Merck recently launched a $50m investment vehicle called Next Horizon, which will invest digital health companies developing ideas that that are at least five to seven years to maturation.
Taranto said the GHI model has helped them manage the issues associated with corporate venture capital investing.
“The biggest issue or pain point for corporate venture is the constant changing leadership within the parent company and change of strategic direction.
“That being said, our model has allowed us to be flexible and adapt easily to these changes but most firms cannot or do not adjust well.”
Taranto said corporations in the healthcare industry could do better by moving away from disparate point solutions towards combined approaches for customers.
“An element of this move could be the identification of synergies between the portfolios of likeminded investors. In essence, broadening the idea of portfolio synergies beyond what is in any one investor’s staple,” he added.

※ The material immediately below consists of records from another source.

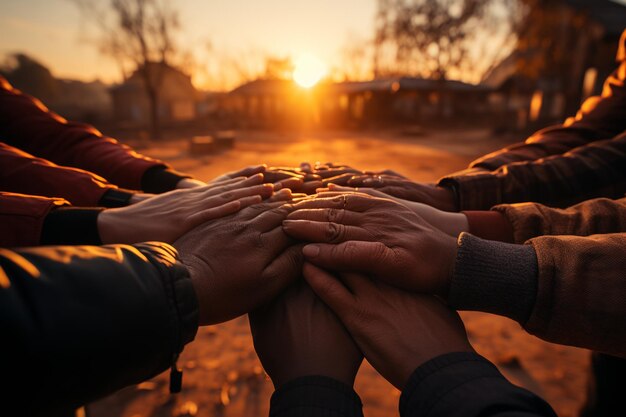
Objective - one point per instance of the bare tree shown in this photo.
(441, 39)
(140, 35)
(355, 59)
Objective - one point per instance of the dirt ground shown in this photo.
(223, 376)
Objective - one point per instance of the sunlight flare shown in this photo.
(308, 71)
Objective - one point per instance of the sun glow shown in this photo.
(308, 71)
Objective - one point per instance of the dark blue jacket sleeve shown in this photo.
(315, 396)
(467, 385)
(80, 322)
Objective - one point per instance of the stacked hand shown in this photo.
(397, 331)
(241, 262)
(297, 335)
(250, 261)
(448, 222)
(166, 217)
(360, 233)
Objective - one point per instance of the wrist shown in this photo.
(111, 227)
(445, 199)
(189, 183)
(139, 197)
(449, 250)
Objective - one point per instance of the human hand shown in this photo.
(356, 232)
(450, 223)
(240, 262)
(165, 217)
(429, 194)
(330, 172)
(244, 172)
(186, 183)
(297, 335)
(397, 331)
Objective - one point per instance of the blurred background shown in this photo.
(419, 86)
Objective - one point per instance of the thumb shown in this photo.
(350, 256)
(330, 289)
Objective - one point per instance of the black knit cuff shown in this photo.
(160, 179)
(71, 226)
(116, 197)
(315, 396)
(494, 277)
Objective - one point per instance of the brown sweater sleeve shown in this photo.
(581, 295)
(596, 216)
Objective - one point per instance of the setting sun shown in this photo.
(308, 71)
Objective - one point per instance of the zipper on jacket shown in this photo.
(176, 376)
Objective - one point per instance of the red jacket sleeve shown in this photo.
(28, 125)
(21, 172)
(22, 217)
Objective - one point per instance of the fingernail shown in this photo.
(311, 251)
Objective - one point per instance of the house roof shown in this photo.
(610, 14)
(273, 87)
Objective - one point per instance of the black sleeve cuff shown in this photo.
(494, 277)
(71, 226)
(466, 384)
(116, 197)
(315, 396)
(160, 179)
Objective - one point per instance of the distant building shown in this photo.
(178, 99)
(282, 103)
(586, 37)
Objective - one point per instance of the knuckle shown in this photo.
(348, 250)
(334, 232)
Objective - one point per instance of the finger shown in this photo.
(291, 183)
(357, 180)
(249, 171)
(282, 195)
(312, 177)
(358, 284)
(306, 167)
(225, 181)
(282, 271)
(310, 187)
(339, 179)
(248, 201)
(337, 187)
(324, 232)
(351, 256)
(263, 190)
(328, 215)
(272, 217)
(336, 172)
(279, 175)
(363, 192)
(256, 210)
(386, 172)
(216, 212)
(334, 294)
(353, 202)
(274, 242)
(244, 172)
(235, 184)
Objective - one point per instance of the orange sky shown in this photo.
(51, 31)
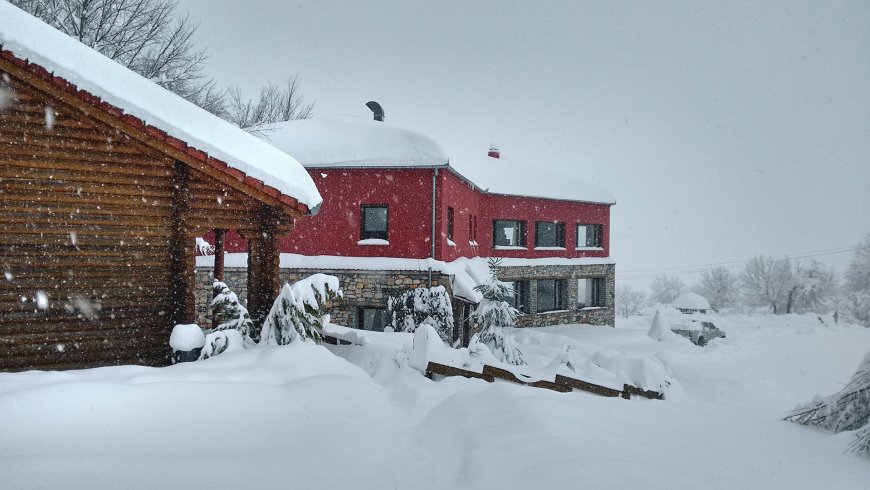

Looking at the year ahead, Taranto said he expects the innovation fund to secure at least five exits and new investments across the oncology, infectious disease, vaccine and supply chain sectors.
In addition to this, Taranto said: “We also believe we will see consolidation of digital health assets, especially in oncology and health IT. “
Merck GHI is looking to ramp up its private equity function to build up its assets in areas of interest, following a surge of activity in the healthcare sector from private equity firms.
“The number of private equity players entering the healthcare space has increased dramatically over the last two years and we see the trend continuing.”
Prior to joining Merck, he worked at pharmaceutical firm Johnson & Johnson, where he spent 18 years in a number of venture capital, marketing, business development and sales roles.